One can say that the first wave of imperial “neocons” was not the group that got the U.S. into the Iraq War (2003) but the group described by Warren Zimmerman in his classic book on the rise of the American Empire from the 1890s onwards:
First Great Triumph
How Five Americans Made Their Country a World Power.
Illustrated. 562 pp. New York: Farrar, Straus & Giroux
“Americans like to pretend that they have no imperial past,” Warren Zimmermann tells us in First Great Triumph: How Five Americans Made Their Country a World Power. But they do.
The United States had been expanding its borders from the moment of its birth, though its reach had been confined to the North American continent until 1898, when American soldiers and sailors joined Cuban and Filipino rebels in a successful war against Spain. When the war was won, the United States acquired a “protectorate” in Cuba and annexed Hawaii, the Philippine Islands, Guam, Puerto Rico and Hawaii. “In 15 weeks,” Zimmermann notes, “the United States had gained island possessions on both the Atlantic and Pacific sides of its continental mass. It had put under its protection and control more than 10 million people: whites, blacks, Hispanics, Indians, Polynesians, Chinese, Japanese and the polyethnic peoples of the Philippine archipelago.”

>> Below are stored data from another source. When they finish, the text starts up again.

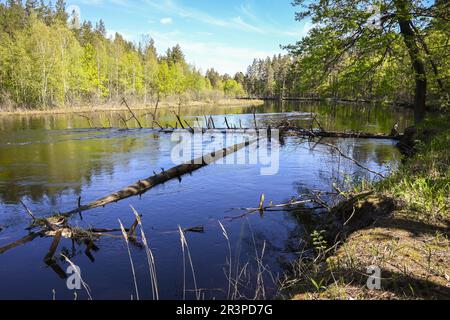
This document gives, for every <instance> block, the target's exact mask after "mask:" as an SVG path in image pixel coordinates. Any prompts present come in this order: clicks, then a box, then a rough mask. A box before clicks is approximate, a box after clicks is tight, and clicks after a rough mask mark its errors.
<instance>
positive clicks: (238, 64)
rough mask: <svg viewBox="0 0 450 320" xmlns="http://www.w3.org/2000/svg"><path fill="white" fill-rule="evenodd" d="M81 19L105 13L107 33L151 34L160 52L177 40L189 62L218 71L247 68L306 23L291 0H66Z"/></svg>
mask: <svg viewBox="0 0 450 320" xmlns="http://www.w3.org/2000/svg"><path fill="white" fill-rule="evenodd" d="M67 5H68V10H69V11H72V9H73V8H74V7H73V6H76V7H75V8H77V10H78V9H79V10H80V16H81V19H82V20H91V21H93V22H95V21H98V20H99V19H103V20H104V21H105V24H106V27H107V30H108V33H109V34H114V33H115V32H119V33H121V34H122V35H123V36H124V37H125V38H126V39H128V40H131V41H135V42H138V41H139V40H140V39H142V36H143V35H149V36H151V37H152V38H153V39H154V40H155V42H156V47H157V49H158V52H160V53H163V52H165V50H166V49H167V48H168V47H171V46H174V45H175V44H177V43H178V44H180V45H181V47H182V49H183V51H184V53H185V55H186V58H187V60H188V62H189V63H191V64H193V65H195V66H196V67H197V68H200V69H202V70H203V71H206V69H207V68H210V67H214V68H215V69H216V70H219V71H220V72H222V73H225V72H226V73H229V74H234V73H235V72H237V71H244V72H245V70H246V68H247V66H248V65H249V64H251V62H252V61H253V58H265V57H266V56H268V55H273V54H278V53H280V52H283V51H282V50H281V49H280V44H290V43H294V42H295V41H297V40H299V39H300V38H301V37H302V36H304V35H305V34H306V33H307V31H308V29H309V28H310V24H309V23H308V22H297V21H295V19H294V13H295V9H296V8H294V7H292V5H291V0H222V1H219V0H128V1H127V0H67Z"/></svg>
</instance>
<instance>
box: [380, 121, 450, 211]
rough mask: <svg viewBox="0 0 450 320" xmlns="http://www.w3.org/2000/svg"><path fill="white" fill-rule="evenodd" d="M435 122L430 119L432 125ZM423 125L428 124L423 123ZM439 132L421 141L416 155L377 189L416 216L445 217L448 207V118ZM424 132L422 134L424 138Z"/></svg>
mask: <svg viewBox="0 0 450 320" xmlns="http://www.w3.org/2000/svg"><path fill="white" fill-rule="evenodd" d="M437 124H439V123H436V122H433V125H437ZM426 125H427V126H429V125H430V124H429V123H427V122H426ZM440 128H441V130H443V131H442V132H441V133H439V134H438V135H436V136H433V137H432V138H431V141H428V142H425V143H422V144H421V145H420V146H419V150H418V152H417V154H416V155H415V156H414V157H413V158H412V159H409V160H408V162H407V163H406V164H405V165H403V166H402V167H401V169H400V170H399V171H398V172H396V173H395V174H394V175H393V176H391V177H389V178H387V179H386V180H383V181H381V182H380V183H379V184H378V185H377V188H378V189H379V190H380V191H382V192H386V193H388V194H391V195H394V196H395V197H396V198H398V199H401V200H402V201H404V202H405V203H406V205H407V206H408V207H409V208H410V209H412V210H413V211H414V212H416V213H417V216H416V218H419V219H421V218H423V219H431V220H433V219H437V218H445V219H448V218H449V209H450V207H449V206H450V199H449V195H450V169H449V168H450V156H449V153H448V150H449V145H450V132H449V130H448V119H447V121H446V122H444V123H442V124H441V126H440ZM427 135H428V134H427V133H424V137H422V138H423V139H424V140H425V141H426V139H427Z"/></svg>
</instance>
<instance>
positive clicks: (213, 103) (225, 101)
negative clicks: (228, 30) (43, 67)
mask: <svg viewBox="0 0 450 320" xmlns="http://www.w3.org/2000/svg"><path fill="white" fill-rule="evenodd" d="M263 104H264V101H263V100H258V99H250V100H242V99H221V100H217V101H191V102H187V103H184V104H183V105H182V107H181V109H186V108H204V107H211V106H214V107H217V108H229V107H246V106H248V107H254V106H260V105H263ZM131 108H132V109H133V110H136V111H140V110H150V111H153V110H154V108H155V106H154V105H147V106H145V105H131ZM170 108H173V109H178V105H177V104H174V103H170V102H164V101H163V102H161V103H160V104H159V105H158V109H170ZM109 111H128V109H127V108H126V106H124V105H120V104H101V105H96V106H86V107H67V108H48V109H42V110H35V109H31V110H28V109H16V110H13V111H2V110H1V109H0V117H1V116H12V115H47V114H70V113H83V114H86V113H96V112H109Z"/></svg>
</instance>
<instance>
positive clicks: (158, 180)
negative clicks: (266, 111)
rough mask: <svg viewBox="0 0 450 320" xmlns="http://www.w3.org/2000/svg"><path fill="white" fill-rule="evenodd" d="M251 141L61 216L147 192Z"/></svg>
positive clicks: (205, 163) (234, 145) (102, 205)
mask: <svg viewBox="0 0 450 320" xmlns="http://www.w3.org/2000/svg"><path fill="white" fill-rule="evenodd" d="M253 142H255V141H250V142H243V143H240V144H236V145H234V146H232V147H229V148H224V149H222V150H220V151H216V152H213V153H211V154H210V155H208V157H207V156H202V157H200V158H197V159H194V160H191V161H190V162H186V163H184V164H181V165H179V166H177V167H174V168H171V169H169V170H167V171H163V172H161V173H159V174H156V175H154V176H152V177H149V178H147V179H145V180H140V181H138V182H137V183H135V184H133V185H131V186H129V187H127V188H125V189H122V190H120V191H118V192H115V193H113V194H110V195H108V196H106V197H104V198H101V199H98V200H96V201H93V202H91V203H89V204H87V205H84V206H80V207H79V208H76V209H74V210H72V211H69V212H67V213H64V214H62V216H66V217H69V216H71V215H73V214H76V213H79V212H84V211H87V210H91V209H95V208H98V207H104V206H106V205H108V204H111V203H115V202H118V201H120V200H124V199H127V198H130V197H134V196H138V195H141V194H143V193H145V192H147V191H148V190H150V189H152V188H154V187H155V186H157V185H160V184H163V183H165V182H167V181H170V180H172V179H175V178H180V177H181V176H183V175H185V174H188V173H191V172H194V171H196V170H198V169H201V168H203V167H205V166H207V165H208V164H209V163H207V162H206V161H205V158H211V159H216V160H218V159H219V158H223V157H226V156H227V155H229V154H232V153H235V152H237V151H239V150H241V149H243V148H245V147H246V146H248V145H250V144H252V143H253Z"/></svg>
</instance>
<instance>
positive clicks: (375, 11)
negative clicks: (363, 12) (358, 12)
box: [365, 5, 383, 30]
mask: <svg viewBox="0 0 450 320" xmlns="http://www.w3.org/2000/svg"><path fill="white" fill-rule="evenodd" d="M366 12H367V13H368V14H370V16H369V18H368V19H367V21H366V23H365V27H366V28H368V29H374V30H375V29H381V28H382V27H383V26H382V16H381V8H380V6H378V5H370V6H368V7H367V9H366Z"/></svg>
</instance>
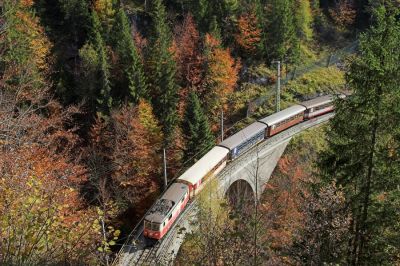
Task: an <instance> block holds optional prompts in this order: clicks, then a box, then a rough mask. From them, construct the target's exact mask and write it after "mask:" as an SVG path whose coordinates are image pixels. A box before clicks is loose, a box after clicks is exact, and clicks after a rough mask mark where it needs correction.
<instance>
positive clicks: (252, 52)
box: [235, 13, 261, 53]
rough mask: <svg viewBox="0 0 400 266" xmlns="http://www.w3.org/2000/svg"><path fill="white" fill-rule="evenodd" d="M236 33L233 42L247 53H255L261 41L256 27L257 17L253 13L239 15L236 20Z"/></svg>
mask: <svg viewBox="0 0 400 266" xmlns="http://www.w3.org/2000/svg"><path fill="white" fill-rule="evenodd" d="M237 26H238V31H239V33H238V34H236V35H235V40H236V42H237V43H238V44H239V46H240V47H241V49H243V50H244V51H245V52H247V53H253V52H255V51H256V49H257V46H258V44H259V43H260V41H261V29H259V28H258V26H257V17H256V16H255V14H254V13H249V14H245V15H241V16H240V17H239V20H238V25H237Z"/></svg>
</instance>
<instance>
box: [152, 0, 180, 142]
mask: <svg viewBox="0 0 400 266" xmlns="http://www.w3.org/2000/svg"><path fill="white" fill-rule="evenodd" d="M151 15H152V19H153V32H152V39H151V40H150V42H151V44H150V46H149V49H150V50H149V54H150V55H149V62H148V67H149V76H150V78H149V85H150V94H151V98H152V104H153V108H154V113H155V115H156V116H157V118H158V120H159V121H160V123H161V125H162V130H163V133H164V136H165V144H168V143H169V142H170V141H171V140H172V138H173V135H174V133H175V128H176V125H177V123H178V113H177V104H178V99H179V97H178V85H177V82H176V62H175V61H174V57H173V54H172V51H171V46H172V36H171V32H170V29H169V27H168V25H167V22H166V19H167V15H166V11H165V7H164V6H163V4H162V0H154V1H153V3H152V12H151Z"/></svg>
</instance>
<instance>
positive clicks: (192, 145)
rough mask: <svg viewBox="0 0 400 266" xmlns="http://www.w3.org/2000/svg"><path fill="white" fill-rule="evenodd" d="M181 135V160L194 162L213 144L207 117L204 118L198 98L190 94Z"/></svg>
mask: <svg viewBox="0 0 400 266" xmlns="http://www.w3.org/2000/svg"><path fill="white" fill-rule="evenodd" d="M182 134H183V138H184V140H185V142H186V145H185V151H184V155H183V160H184V161H185V162H186V161H188V160H189V161H191V162H193V161H195V160H196V159H198V158H200V157H201V156H202V155H203V154H205V153H206V152H207V151H208V150H209V149H210V148H211V147H212V146H213V145H214V144H215V140H214V136H213V135H212V133H211V130H210V126H209V124H208V120H207V117H206V116H205V114H204V112H203V110H202V108H201V104H200V101H199V98H198V97H197V95H196V93H194V92H191V93H190V94H189V96H188V100H187V103H186V110H185V114H184V117H183V123H182Z"/></svg>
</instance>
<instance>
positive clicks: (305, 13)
mask: <svg viewBox="0 0 400 266" xmlns="http://www.w3.org/2000/svg"><path fill="white" fill-rule="evenodd" d="M310 5H311V4H310V0H296V4H295V6H296V12H295V14H296V28H297V34H298V36H299V37H300V38H301V39H302V40H305V41H310V40H311V39H312V37H313V29H312V27H311V26H312V22H313V14H312V10H311V6H310Z"/></svg>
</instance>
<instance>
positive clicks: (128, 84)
mask: <svg viewBox="0 0 400 266" xmlns="http://www.w3.org/2000/svg"><path fill="white" fill-rule="evenodd" d="M112 33H113V36H112V39H113V44H114V47H115V53H116V54H117V56H118V59H119V62H118V63H117V66H115V68H117V69H116V70H117V71H119V72H122V75H116V77H117V78H116V79H115V81H114V82H113V83H114V84H113V85H114V86H113V87H114V92H113V94H114V95H116V98H117V99H118V101H119V104H121V103H123V102H124V101H125V100H128V102H129V103H131V104H137V103H138V101H139V98H141V97H142V98H144V97H145V96H146V94H147V84H146V77H145V75H144V69H143V64H142V61H141V58H140V55H139V53H138V50H137V48H136V46H135V44H134V42H133V39H132V35H131V30H130V26H129V22H128V18H127V16H126V14H125V11H124V10H123V9H122V8H120V9H119V11H118V13H117V15H116V19H115V24H114V29H113V31H112Z"/></svg>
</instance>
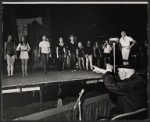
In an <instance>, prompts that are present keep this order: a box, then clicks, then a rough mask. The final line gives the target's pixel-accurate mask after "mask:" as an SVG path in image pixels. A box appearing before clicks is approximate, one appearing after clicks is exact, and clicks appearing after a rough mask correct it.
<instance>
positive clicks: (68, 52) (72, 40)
mask: <svg viewBox="0 0 150 122" xmlns="http://www.w3.org/2000/svg"><path fill="white" fill-rule="evenodd" d="M69 39H70V45H69V47H68V54H69V55H70V69H71V72H74V71H76V70H74V68H75V65H76V49H77V47H76V44H75V37H74V36H73V35H70V36H69Z"/></svg>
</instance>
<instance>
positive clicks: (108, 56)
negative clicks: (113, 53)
mask: <svg viewBox="0 0 150 122" xmlns="http://www.w3.org/2000/svg"><path fill="white" fill-rule="evenodd" d="M103 50H104V51H103V57H104V67H106V64H107V63H110V64H111V51H112V47H111V46H110V44H109V41H108V40H105V43H104V45H103Z"/></svg>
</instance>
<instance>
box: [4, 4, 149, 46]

John Hay, at the time the American ambassador to Britain, writing to his friend Theodore Roosevelt in Cuba, referred to the war against Spain as “a splendid little war, begun with the highest motives, carried on with magnificent intelligence and spirit, favored by that Fortune which loves the brave.” He hoped that the war’s aftermath would be concluded “with that fine good nature, which is, after all, the distinguishing trait of the American character.” More than a century later, we are still asking ourselves just how splendid that little war and its consequences really were.
Zimmermann, a career diplomat and a former United States ambassador to Yugoslavia, begins his brilliantly readable book about the war and its aftermath with biographical sketches of the five men — Alfred T. Mahan, Theodore Roosevelt, Henry Cabot Lodge, John Hay and Elihu Root — who played a leading role in making “their country a world power.”
Ironically, it turns out that any reader of Joseph Conrad’s (died in 1924) famous novel Nostromo from 1904 would have encountered the “manifesto” of the American Empire, very clearly enunciated by one of the characters in the novel:
“Time itself has got to wait on the greatest country in the whole of God’s universe. We shall be giving the word for everything; industry, trade, law, journalism, art, politics and religion, from Cape Horn clear over to Smith’s Sound (i.e., Canada/Greenland), and beyond too, if anything worth taking hold of turns up at the North Pole. And then we shall have the leisure to take in hand the outlying islands and continents of the earth.
“We shall run the world’s business whether the world likes it or not. The world can’t help it—and neither can we, I guess.”
Joseph Conrad, Nostromo, Penguin Books, 2007, pages 62/63
The political stances of Conrad which seem so denunciatory of imperialism here in Nostromo seem very disrespectful of Africans in his Heart of Darkness as Chinua Achebe (Nigerian novelist, author of Things Fall Apart) and other Africans have shown and decried. Thus one sees layer upon layer of contradiction both in American empire-mongering and Conrad’s anticipation of it in his novel Nostromo.